A non-economist acquaintance once shared with me 'when you're out of a job, it's a recession; when I'm out of a job, it's a depression' and I suspect there's more to that than meets the eye. At the end of last week and intermittently this week, the Dow Jones Industrial Average has been 'flirting with 10,000 points'. I have absolutely NO idea what any of that preceding sentence means, but I've heard it repeatedly and parrot it like I know what I'm talking about.
All of us do. We all assume, or did until it turned out the whole house of cards decided to reshuffle itself, that someone somewhere knew and understood what it was we were doing for most of the last decade. Like Wimpy, offering to gladly pay you Tuesday for a hamburger today knowing full well we would have no money on Tuesday, we just kept adding days to the calendar and hoped Tuesday wouldn't arrive.

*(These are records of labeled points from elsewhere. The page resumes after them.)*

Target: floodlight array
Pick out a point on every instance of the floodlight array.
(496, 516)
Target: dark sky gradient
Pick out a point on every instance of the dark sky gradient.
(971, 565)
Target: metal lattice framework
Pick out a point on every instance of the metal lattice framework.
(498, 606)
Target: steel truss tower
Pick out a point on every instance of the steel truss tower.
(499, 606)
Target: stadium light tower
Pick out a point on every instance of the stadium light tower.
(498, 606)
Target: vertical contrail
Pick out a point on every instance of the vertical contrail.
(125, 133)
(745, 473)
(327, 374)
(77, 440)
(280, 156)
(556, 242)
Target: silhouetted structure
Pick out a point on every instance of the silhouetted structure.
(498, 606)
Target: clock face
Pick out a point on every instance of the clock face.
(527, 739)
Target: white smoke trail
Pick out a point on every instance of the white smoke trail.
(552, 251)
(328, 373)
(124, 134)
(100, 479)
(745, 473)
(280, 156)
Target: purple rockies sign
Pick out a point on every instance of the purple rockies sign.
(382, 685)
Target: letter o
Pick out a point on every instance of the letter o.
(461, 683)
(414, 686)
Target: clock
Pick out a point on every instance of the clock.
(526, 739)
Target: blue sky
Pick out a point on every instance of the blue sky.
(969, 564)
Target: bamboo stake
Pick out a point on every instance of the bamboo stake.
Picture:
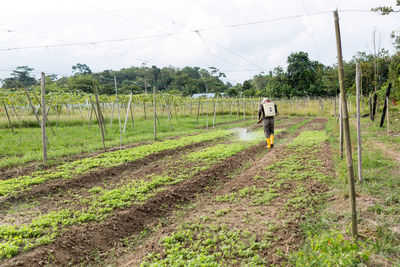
(32, 106)
(119, 114)
(144, 109)
(385, 105)
(155, 113)
(387, 113)
(359, 152)
(198, 111)
(100, 117)
(127, 112)
(112, 114)
(44, 118)
(215, 110)
(207, 114)
(168, 113)
(91, 112)
(346, 130)
(132, 117)
(16, 114)
(8, 117)
(58, 114)
(244, 108)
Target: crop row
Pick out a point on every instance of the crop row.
(103, 202)
(212, 241)
(105, 160)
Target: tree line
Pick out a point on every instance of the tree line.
(303, 77)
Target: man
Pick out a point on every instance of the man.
(266, 112)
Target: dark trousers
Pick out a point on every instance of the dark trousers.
(268, 123)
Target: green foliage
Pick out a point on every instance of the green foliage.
(258, 196)
(199, 244)
(218, 152)
(308, 139)
(105, 160)
(43, 229)
(330, 249)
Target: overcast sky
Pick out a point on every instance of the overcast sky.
(239, 52)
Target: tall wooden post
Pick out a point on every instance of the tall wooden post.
(198, 111)
(8, 117)
(100, 117)
(215, 111)
(346, 127)
(341, 127)
(155, 113)
(359, 152)
(386, 104)
(244, 108)
(44, 119)
(127, 112)
(119, 114)
(387, 114)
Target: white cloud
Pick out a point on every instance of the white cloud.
(45, 22)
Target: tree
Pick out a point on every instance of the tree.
(81, 69)
(386, 10)
(21, 76)
(301, 73)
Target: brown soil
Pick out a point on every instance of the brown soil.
(286, 237)
(90, 179)
(78, 242)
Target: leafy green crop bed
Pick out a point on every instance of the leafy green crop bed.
(103, 202)
(105, 160)
(201, 244)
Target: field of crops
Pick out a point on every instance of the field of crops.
(199, 196)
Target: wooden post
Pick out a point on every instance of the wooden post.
(127, 112)
(44, 119)
(155, 113)
(144, 109)
(387, 114)
(15, 112)
(244, 108)
(346, 129)
(40, 104)
(359, 152)
(215, 111)
(100, 117)
(32, 106)
(198, 111)
(206, 113)
(340, 127)
(8, 117)
(168, 112)
(59, 109)
(119, 114)
(385, 105)
(112, 114)
(132, 115)
(91, 113)
(335, 106)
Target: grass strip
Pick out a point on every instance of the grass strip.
(105, 160)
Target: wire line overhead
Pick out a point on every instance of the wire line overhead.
(172, 34)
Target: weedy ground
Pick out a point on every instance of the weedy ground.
(236, 203)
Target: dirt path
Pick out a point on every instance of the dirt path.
(271, 220)
(80, 241)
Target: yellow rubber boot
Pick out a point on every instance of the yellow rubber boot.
(268, 143)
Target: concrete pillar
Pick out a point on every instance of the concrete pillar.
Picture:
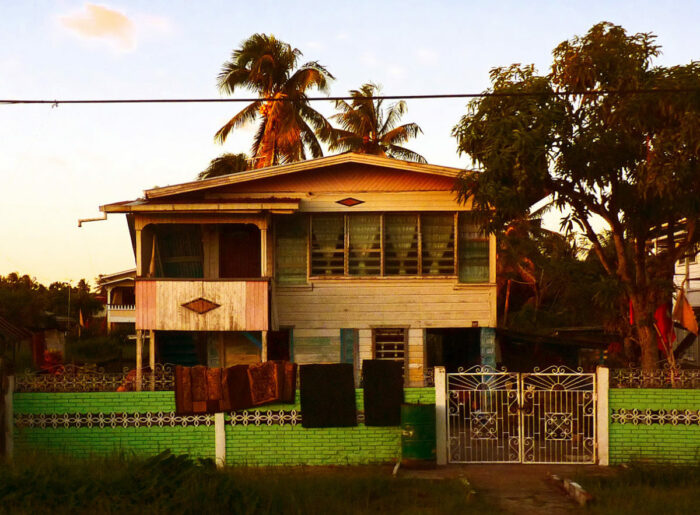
(139, 359)
(488, 346)
(602, 415)
(152, 357)
(220, 439)
(441, 415)
(8, 430)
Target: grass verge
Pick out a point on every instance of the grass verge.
(177, 484)
(644, 489)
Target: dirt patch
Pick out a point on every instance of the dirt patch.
(519, 489)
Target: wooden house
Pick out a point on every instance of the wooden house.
(120, 302)
(336, 259)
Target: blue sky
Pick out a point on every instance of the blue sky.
(60, 164)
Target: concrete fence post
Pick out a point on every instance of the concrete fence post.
(9, 418)
(220, 439)
(602, 415)
(441, 415)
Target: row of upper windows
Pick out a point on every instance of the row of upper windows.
(380, 244)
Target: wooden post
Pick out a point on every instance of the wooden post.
(441, 415)
(263, 351)
(9, 418)
(152, 357)
(602, 415)
(220, 440)
(263, 252)
(139, 359)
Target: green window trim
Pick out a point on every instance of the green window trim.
(332, 245)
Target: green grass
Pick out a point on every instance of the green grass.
(646, 489)
(177, 484)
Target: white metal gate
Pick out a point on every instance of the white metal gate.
(496, 416)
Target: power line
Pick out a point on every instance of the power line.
(592, 92)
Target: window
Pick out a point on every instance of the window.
(437, 244)
(400, 244)
(290, 251)
(390, 343)
(327, 245)
(179, 251)
(385, 245)
(364, 244)
(473, 251)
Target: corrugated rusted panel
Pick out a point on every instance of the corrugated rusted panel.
(347, 178)
(145, 292)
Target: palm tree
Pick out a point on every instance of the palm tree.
(267, 66)
(225, 164)
(368, 128)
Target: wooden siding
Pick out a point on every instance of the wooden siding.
(364, 303)
(243, 305)
(347, 178)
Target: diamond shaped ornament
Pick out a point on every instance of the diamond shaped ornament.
(350, 202)
(200, 305)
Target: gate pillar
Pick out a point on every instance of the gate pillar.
(603, 415)
(440, 415)
(488, 346)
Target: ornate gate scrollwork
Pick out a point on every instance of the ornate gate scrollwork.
(496, 416)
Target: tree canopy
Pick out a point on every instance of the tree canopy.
(628, 160)
(225, 164)
(287, 130)
(369, 127)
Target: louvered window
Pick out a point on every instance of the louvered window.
(290, 251)
(364, 244)
(390, 343)
(473, 251)
(437, 235)
(327, 245)
(400, 244)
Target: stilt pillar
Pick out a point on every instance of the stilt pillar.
(139, 359)
(152, 358)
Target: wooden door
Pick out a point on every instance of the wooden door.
(239, 251)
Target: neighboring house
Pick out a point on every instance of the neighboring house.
(336, 259)
(120, 308)
(688, 273)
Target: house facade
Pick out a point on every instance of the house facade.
(120, 306)
(687, 276)
(336, 259)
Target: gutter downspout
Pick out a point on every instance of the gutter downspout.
(99, 219)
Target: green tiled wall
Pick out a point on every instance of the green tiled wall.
(250, 445)
(655, 442)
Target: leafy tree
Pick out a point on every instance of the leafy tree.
(367, 127)
(267, 66)
(225, 164)
(629, 160)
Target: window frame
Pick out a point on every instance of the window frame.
(405, 359)
(382, 249)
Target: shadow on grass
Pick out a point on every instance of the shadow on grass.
(646, 489)
(178, 484)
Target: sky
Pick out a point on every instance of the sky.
(59, 164)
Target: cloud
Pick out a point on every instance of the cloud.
(98, 22)
(427, 56)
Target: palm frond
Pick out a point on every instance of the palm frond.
(401, 134)
(245, 115)
(393, 115)
(404, 154)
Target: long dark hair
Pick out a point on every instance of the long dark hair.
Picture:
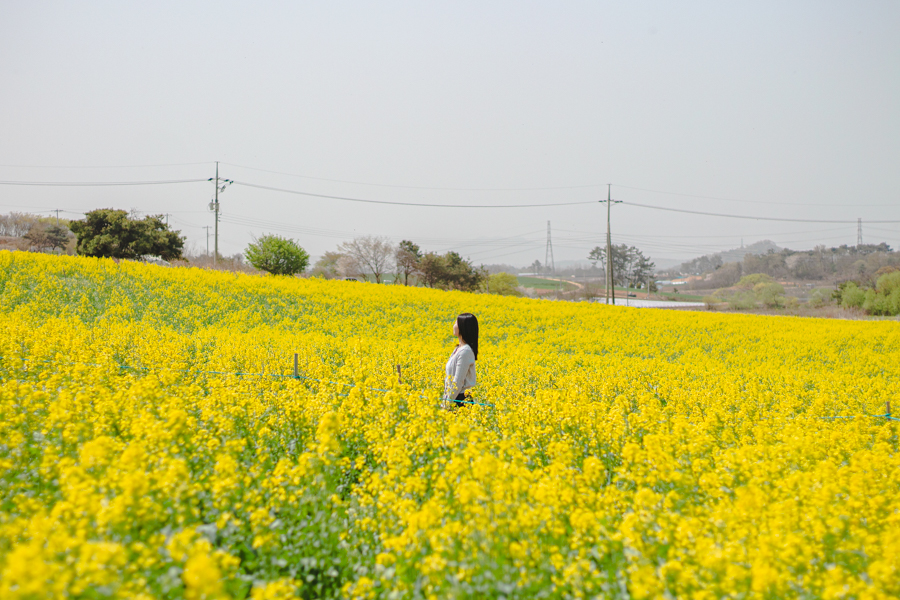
(468, 329)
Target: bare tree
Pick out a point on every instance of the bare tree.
(408, 256)
(347, 266)
(17, 224)
(373, 254)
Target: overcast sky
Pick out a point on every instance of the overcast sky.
(765, 109)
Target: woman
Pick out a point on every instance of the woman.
(461, 366)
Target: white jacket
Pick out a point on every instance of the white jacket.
(460, 372)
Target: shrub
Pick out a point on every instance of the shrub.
(771, 294)
(743, 300)
(504, 284)
(277, 255)
(751, 281)
(852, 296)
(110, 233)
(818, 299)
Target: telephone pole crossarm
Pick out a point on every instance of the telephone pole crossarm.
(220, 184)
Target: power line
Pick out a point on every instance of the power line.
(368, 201)
(711, 214)
(99, 183)
(420, 187)
(737, 200)
(102, 166)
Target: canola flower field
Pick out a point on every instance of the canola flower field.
(153, 444)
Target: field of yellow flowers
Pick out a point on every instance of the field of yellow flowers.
(154, 444)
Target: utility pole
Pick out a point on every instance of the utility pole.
(610, 286)
(548, 257)
(214, 206)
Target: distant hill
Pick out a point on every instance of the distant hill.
(709, 262)
(737, 254)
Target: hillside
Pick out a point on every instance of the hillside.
(156, 443)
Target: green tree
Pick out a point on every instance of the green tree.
(408, 256)
(504, 284)
(451, 271)
(111, 233)
(52, 237)
(629, 263)
(277, 255)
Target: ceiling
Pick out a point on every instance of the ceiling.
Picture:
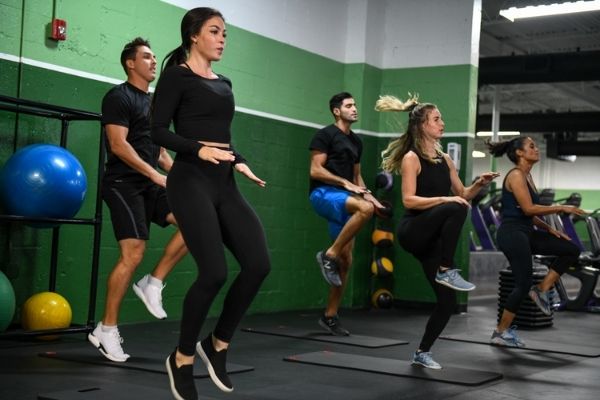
(558, 35)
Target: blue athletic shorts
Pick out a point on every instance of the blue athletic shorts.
(330, 203)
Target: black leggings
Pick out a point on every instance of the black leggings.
(519, 241)
(211, 212)
(431, 237)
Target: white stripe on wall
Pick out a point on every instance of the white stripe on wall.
(244, 110)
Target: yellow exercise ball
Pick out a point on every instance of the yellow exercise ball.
(382, 298)
(46, 310)
(382, 266)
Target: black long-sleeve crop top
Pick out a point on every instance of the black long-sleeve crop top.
(201, 110)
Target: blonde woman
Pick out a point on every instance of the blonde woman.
(432, 221)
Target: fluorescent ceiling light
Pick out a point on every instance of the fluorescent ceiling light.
(501, 133)
(550, 9)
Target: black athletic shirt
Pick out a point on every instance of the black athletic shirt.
(432, 181)
(125, 105)
(510, 205)
(201, 110)
(343, 152)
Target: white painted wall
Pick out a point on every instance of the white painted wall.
(430, 32)
(382, 33)
(583, 174)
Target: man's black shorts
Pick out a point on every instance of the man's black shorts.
(133, 206)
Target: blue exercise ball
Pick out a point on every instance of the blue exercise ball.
(7, 302)
(43, 180)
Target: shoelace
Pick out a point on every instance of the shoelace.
(117, 335)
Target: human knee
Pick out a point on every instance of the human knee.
(212, 280)
(367, 208)
(455, 208)
(132, 253)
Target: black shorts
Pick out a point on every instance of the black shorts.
(133, 206)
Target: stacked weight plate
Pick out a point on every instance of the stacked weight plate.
(529, 315)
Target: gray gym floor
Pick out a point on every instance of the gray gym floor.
(527, 374)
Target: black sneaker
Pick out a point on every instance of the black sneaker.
(181, 379)
(333, 326)
(216, 363)
(329, 269)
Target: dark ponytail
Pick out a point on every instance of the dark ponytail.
(191, 23)
(510, 147)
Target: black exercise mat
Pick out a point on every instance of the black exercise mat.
(387, 366)
(534, 345)
(113, 391)
(321, 336)
(145, 362)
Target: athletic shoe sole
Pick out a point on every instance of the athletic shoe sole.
(172, 381)
(211, 370)
(455, 287)
(504, 343)
(425, 365)
(96, 342)
(328, 329)
(140, 293)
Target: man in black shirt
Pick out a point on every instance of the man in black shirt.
(134, 191)
(338, 194)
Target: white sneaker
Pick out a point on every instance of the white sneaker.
(151, 295)
(109, 343)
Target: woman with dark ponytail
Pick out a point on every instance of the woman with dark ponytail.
(431, 225)
(518, 240)
(204, 197)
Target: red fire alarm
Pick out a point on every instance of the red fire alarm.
(59, 29)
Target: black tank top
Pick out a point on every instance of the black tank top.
(432, 181)
(510, 205)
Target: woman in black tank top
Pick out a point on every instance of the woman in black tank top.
(431, 225)
(518, 240)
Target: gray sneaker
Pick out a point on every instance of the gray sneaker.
(333, 326)
(453, 280)
(329, 269)
(507, 338)
(541, 299)
(424, 359)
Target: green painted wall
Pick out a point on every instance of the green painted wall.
(268, 76)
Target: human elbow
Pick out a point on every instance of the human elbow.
(528, 211)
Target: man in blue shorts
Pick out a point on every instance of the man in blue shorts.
(338, 194)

When the economic ship of state started taking on water, I didn't really understand the big picture and, like so many, haven't been as successful as I'd like in appreciating the larger picture and fuller impact. Conversely, with Bernake in the Seventh House and Geithner aligned with Mars (or something like that) am I alone in detecting a tone of barely-controlled euphoria by broadcast and print news reports on economic growth? Except I'm still not "getting" it.
Why isn't it all this just Accidental Excellence (not this one)? When we got it right, we had no idea what we did to produce those positive results so, not surprisingly we couldn't duplicate them, so when things started to go south, we went with them. It's hard to not be superstitious, wash your face and hands, until you get the bill at the end of the month for soap and water. In times of stress we rely more on routines, they offer us the appearance of the familiar, the known and the comfortable and serve, in their way, as a mantra against a world we cannot otherwise manage.
"Thirteen month old baby broke the lookin' glass. Seven years of bad luck, the good things in your past." Sounds about as long as some of us think these hard times will last-while others who've never known other than hard times wonder what all the handwringing is about.